The idea that Darja is "useless" I already addressed above: how can the primary language you need for everyday life almost everywhere in the country be dismissed as "useless"! Darja itself, in general, is not a particularly mixed language: it's a coherent Arabic dialect with an unusual number of words taken from French, but with its grammar essentially unchanged from the dialect of Arabic already spoken in Algeria before the French arrived. If it's a "linguistic collage", what are we to say of English, more than half of whose vocabulary derives from French or Latin?
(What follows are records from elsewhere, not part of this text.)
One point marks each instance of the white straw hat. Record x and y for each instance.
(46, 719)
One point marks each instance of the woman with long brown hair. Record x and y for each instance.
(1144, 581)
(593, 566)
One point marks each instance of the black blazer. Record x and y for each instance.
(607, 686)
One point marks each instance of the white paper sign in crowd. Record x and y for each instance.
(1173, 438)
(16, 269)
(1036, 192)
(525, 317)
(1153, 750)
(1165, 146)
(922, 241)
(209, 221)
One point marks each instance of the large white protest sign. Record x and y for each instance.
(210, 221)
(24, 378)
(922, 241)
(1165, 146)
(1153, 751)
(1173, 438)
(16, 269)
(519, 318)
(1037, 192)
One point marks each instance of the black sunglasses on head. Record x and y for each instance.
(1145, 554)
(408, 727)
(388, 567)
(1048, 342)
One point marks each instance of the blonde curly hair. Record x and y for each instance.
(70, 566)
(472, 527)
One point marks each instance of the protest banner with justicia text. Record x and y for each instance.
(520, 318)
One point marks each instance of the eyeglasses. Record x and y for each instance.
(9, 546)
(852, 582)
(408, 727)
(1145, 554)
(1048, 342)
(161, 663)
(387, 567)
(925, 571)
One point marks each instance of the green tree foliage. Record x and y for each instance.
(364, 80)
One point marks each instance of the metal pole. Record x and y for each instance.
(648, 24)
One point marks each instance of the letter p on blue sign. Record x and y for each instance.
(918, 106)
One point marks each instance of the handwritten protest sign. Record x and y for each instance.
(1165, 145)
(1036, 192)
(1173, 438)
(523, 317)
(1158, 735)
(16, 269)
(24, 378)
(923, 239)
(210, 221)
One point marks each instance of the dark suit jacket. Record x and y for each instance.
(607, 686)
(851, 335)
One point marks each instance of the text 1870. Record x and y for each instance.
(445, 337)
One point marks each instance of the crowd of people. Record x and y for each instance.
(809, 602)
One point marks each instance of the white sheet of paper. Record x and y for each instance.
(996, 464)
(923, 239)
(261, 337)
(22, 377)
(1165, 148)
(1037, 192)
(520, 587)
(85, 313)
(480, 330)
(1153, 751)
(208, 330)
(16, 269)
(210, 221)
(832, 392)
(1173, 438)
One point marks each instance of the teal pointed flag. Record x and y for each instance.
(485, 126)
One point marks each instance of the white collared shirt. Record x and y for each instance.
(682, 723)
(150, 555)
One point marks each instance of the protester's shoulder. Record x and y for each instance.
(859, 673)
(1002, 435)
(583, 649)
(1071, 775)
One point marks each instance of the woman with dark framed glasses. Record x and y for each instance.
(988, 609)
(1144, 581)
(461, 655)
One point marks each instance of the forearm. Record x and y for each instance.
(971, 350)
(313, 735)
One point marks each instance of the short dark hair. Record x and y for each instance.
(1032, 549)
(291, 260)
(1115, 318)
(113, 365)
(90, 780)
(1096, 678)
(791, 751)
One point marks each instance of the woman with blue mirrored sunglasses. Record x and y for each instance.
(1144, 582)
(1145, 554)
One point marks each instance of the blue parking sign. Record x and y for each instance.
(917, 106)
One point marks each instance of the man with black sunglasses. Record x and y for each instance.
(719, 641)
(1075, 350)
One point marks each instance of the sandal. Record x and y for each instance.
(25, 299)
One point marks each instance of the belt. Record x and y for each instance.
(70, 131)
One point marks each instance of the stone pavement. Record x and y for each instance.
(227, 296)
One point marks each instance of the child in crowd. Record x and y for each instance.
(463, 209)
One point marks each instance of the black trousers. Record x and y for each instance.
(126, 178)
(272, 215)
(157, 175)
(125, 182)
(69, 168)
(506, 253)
However, there are some parts of Algeria - mainly Algiers and its surroundings - where many people commonly practise code-switching and code-mixing, ie the incorporation of whole phrases and sentences from French into a conversation whose main language is Darja. I personally find this practice irritating, and inconsiderate when directed towards strangers: you can usually take it for granted that another Algerian will be fluent in Darja, but many Algerians speak French haltingly or not at all, and peppering your speech with French phrases tends to make them feel unwelcome. But it's certainly not "useless" from an educational perspective; to the contrary, it causes Algerois who would otherwise have little occasion to use French to maintain a fairly high level of conversational fluency in it, and keeps them in practice. Nor is it "useless" from a practical perspective: being able to comprehend this mix is a fairly essential skill in Algiers, as important in commercial contexts as in social encounters. And, in my experience, the most persistent language-mixers aren't the uneducated at all: they're the ones who speak the best French, and either find it easier to express some thoughts in French or want to make very sure you don't take them for country bumpkins. It's also worth emphasising that code-switching isn't some kind of uniquely Algerian pathology: it happens in almost every genuinely bilingual society, all over the world.

5. English is the way out of this mess: "We hear at all levels that this problem has led to a tremendous appetite for English -- a neutral, global language unburdened by Algerian history -- as the best way forward... As the director of cooperation at the Ministry of Higher Education recently told us, Algeria 'needs a Marshall Plan for the English language.'"

Algeria emphatically does need more graduates fluent in English (and I'm glad to say this is slowly happening - check out E-DZ); given the current dominance of English in global research and business, this is a far higher priority than increasing fluency in French. But that's yet another challenge for the educational system, not a solution for its ills. Algeria has far more fluent French- and Arabic-speakers to draw on than English speakers, yet it still ends up with high school graduates who can't write a letter in any language without numerous mistakes. If English teaching is expanded without otherwise reforming the educational system, then all that Algeria will get is more "trilingual illiterates".